Second, I am more focused on “traditioning” as an active and ongoing task to ensure that we avoid the twin pitfalls of traditionalism and fantasy.
And, third, I now focus on two additional “i” words as crucial components of faithful and effective innovation: improvisation and imagination.
F&L: How have you applied that to your leadership at Duke Divinity School?
LGJ: Traditioned innovation has actually been at the heart of how I have led. [The mindset/practice] helped shape the phrase, and now it’s how I engage in my understanding of leadership.
When we had the economic meltdown in 2008, it became even clearer to me. I realized, as I was trying to figure out how to keep the school moving forward, that roughly every 10 to 15 years the Divinity School had engaged in innovation that also had continuity with its identity.
When I came back two and a half years ago, that understanding of traditioned innovation became important, because there had been the sense among many in the school that the school had perhaps drifted a bit and hadn’t been as focused on key aspects of the identity -- the appreciation for congregations, for example, or the importance of rigorous academic work in connection to the university.
What I did in some of my first meetings coming back in 2018 was to list core aspects of the school that reflected our tradition at our best and then how we would articulate that in a new key.
Part of that was to remind long-standing members of the community, “This is who we are,” and also point to the things I thought we needed to do to adapt them and be creative moving forward.
Interestingly, when I interviewed with the board of trustees at Belmont, they really focused in on the idea of traditioned innovation and things I’d written about [it] and said that’s what they really wanted to see in their next president. And that was part of the appeal and the attraction.
They want to [innovate] in ways that honor the best of their history, going back to its founding 120-plus years ago, 130-plus years ago by two women. That innovative spirit is deeply embedded in its identity, and yet that’s part of where they want to go in the future as well.
F&L: As you go to a new institution, how do you bring traditioned innovation to that role?
LGJ: It means a lot of listening and learning. I want to learn the history of Belmont, the kind of lifeblood and sense of its identity that’s brought it to this place.

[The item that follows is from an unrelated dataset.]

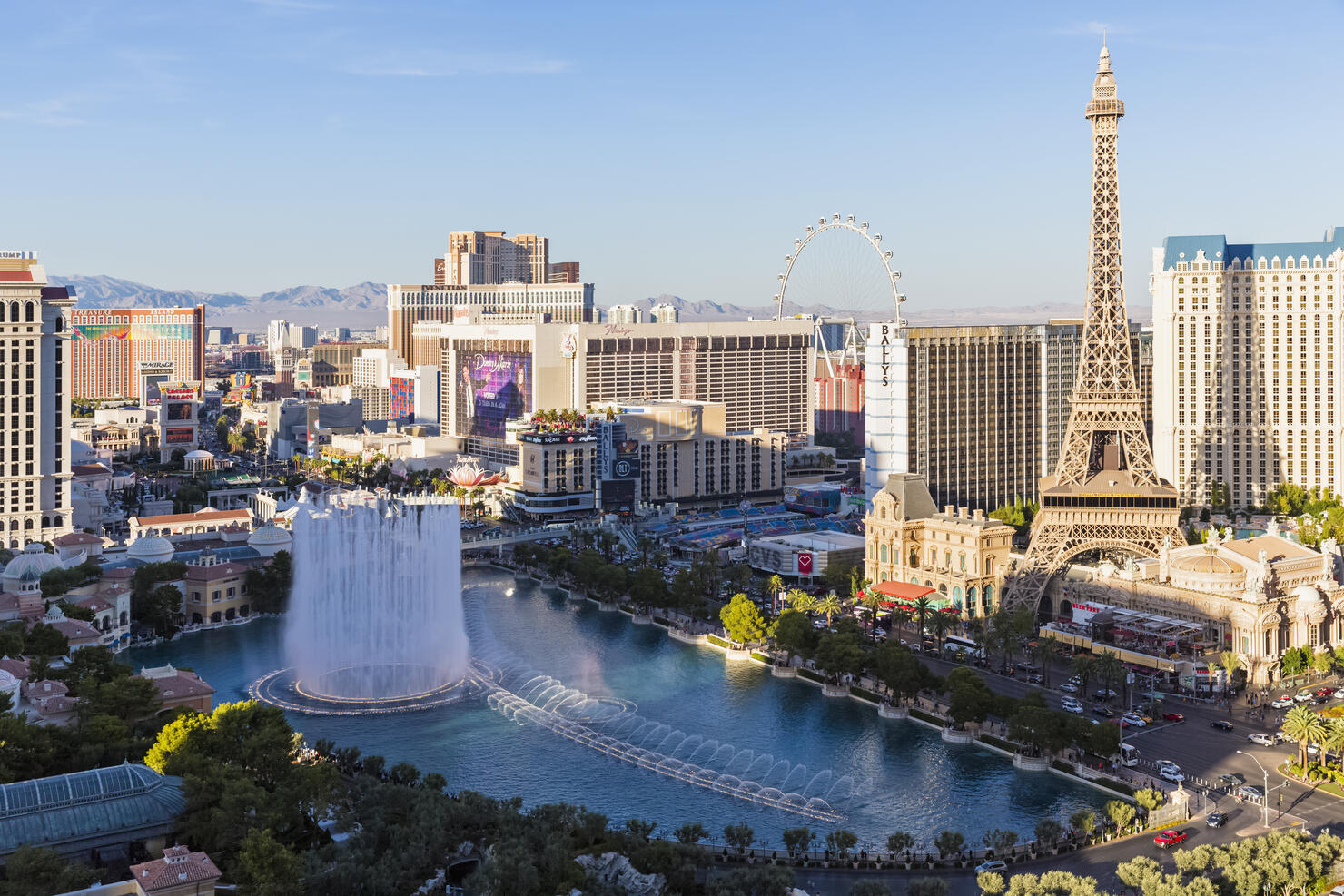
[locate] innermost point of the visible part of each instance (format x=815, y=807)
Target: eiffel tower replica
x=1105, y=493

I’m helped by that because it’s a Christian university, and so there are threads that go back to earlier academic institutions that preceded it and the larger scriptural imagination that we’ll be focused on.
It will be in that process of listening and learning that I think I’ll also see where the key opportunities are for the future.

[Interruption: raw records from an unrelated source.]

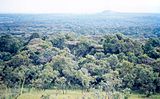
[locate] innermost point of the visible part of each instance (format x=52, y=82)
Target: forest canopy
x=67, y=61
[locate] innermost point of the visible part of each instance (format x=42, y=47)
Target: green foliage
x=9, y=44
x=120, y=64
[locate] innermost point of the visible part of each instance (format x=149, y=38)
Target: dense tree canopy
x=110, y=63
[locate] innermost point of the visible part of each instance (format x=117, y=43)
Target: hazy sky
x=78, y=6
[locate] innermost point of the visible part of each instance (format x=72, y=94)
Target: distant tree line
x=66, y=61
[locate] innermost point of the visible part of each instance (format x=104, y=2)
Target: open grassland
x=73, y=94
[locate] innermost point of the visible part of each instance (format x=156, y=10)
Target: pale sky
x=78, y=6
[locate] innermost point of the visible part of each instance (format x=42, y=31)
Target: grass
x=72, y=94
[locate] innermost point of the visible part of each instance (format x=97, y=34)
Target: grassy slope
x=53, y=94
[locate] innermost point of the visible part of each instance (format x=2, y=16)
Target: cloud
x=78, y=6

F&L: Is there anything that I haven’t asked that you would want to add?
LGJ: I would just say that, as Kavin Rowe articulated well in a series for Faith & Leadership a number of years ago, traditioned innovation is a biblical way of thinking. Only God creates out of nothing, and so the rest of us are always creating in conversation with the past.
My hope is that we can develop that kind of constructive attitude, those habits of thinking and living that are focused on the future and enabling and flourishing, while unlearning the destructive traditionalist aspects of our past in a way that enables all people to flourish and to discover their role in the larger story of God’s love.